Although there is significant research on the importance of diversity in teams, our Australian teams, especially at the senior level, have a definite ‘sameness’ about them. The ‘normal’ leader’s view is that they value, hire and promote on merit.
However, if asked to consider their last five promotions or hires, it often becomes apparent that there is a ‘sameness’ in their choices. Although they intend to hire on merit, they often hire those who hold similar values, behave in a similar way, and who are, yes, similar in appearance. Why else would we see this ‘sameness’ in our boards and leadership teams? This is understandable as we find it faster and easier to build rapport with similar people and the comfort this provides is difficult to override.

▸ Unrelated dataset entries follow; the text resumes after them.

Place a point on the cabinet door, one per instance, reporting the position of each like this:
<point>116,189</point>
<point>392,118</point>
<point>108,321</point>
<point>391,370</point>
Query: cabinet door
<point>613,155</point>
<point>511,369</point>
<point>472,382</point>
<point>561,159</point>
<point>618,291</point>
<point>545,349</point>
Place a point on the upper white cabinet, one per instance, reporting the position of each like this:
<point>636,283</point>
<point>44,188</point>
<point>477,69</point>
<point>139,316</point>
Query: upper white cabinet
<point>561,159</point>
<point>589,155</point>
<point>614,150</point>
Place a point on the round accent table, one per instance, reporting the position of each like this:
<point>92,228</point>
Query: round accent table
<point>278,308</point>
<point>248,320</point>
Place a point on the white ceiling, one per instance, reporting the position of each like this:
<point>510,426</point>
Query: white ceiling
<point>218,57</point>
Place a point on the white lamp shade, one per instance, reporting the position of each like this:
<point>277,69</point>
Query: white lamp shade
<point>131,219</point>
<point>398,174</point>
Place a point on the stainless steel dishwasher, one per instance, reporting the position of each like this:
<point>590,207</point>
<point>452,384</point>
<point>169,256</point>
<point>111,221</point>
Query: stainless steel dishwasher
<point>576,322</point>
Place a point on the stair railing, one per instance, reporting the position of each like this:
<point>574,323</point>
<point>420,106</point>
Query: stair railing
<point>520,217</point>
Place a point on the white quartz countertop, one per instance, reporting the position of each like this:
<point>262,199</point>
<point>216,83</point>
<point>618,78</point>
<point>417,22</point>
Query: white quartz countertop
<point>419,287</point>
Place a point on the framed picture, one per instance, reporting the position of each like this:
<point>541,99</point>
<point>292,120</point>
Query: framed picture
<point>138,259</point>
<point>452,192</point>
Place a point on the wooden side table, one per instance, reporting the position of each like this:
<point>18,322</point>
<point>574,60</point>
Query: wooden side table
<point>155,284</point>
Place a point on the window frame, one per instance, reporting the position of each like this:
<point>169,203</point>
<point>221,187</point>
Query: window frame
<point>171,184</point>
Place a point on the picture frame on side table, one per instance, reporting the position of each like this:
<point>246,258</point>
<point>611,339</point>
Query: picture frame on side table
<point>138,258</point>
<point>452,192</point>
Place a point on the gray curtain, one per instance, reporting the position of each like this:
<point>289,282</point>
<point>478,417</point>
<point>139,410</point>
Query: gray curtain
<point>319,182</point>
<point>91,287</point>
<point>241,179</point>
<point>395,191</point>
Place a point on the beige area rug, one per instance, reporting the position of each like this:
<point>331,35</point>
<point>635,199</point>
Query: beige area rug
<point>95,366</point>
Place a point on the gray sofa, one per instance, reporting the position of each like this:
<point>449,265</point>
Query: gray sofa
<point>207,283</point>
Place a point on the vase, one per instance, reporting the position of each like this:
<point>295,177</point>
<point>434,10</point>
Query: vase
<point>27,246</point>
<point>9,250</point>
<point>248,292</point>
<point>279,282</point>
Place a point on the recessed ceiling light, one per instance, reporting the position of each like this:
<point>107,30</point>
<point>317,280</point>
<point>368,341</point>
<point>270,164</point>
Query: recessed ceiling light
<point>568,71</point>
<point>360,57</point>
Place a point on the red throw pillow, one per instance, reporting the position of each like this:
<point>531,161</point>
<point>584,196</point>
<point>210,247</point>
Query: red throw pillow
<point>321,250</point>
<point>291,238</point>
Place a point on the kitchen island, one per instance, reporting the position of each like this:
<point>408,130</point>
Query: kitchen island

When questioned further, the leader’s conversation often runs something like this: “We really value diversity and seek to promote women and those of differing cultural background as much as possible. We know this is important and we have seen the research supporting the strength of diverse teams. However our organisation runs as a meritocracy and we have been unable to find suitable candidates. We feel sure it is just a matter of time, they just need a bit more experience.“
Chief Executive Women and Male Champions of Change released a paper on 24 August called, In the eye of the beholder: avoiding the merit trap, which looks at how and why this happens. Each of us brings a range of biases to both our home and workplace, often based on our own upbringing. It is not intentional. Our bias is unconscious. In fact, women often hold a bias against other women leaders. However, when we allow this to influence our choices, we are likely to have teams that have a ‘sameness’ to them.
If we truly believe that diversity will bring innovative ideas, and we value different perspectives, we need to challenge our inclination to ‘sameness’ and find ways to overcome our biases. The new report provides valuable insights into the challenge and how you as a leader may become more inclusive and achieve the diversity in your teams that you know will bring financial and other returns.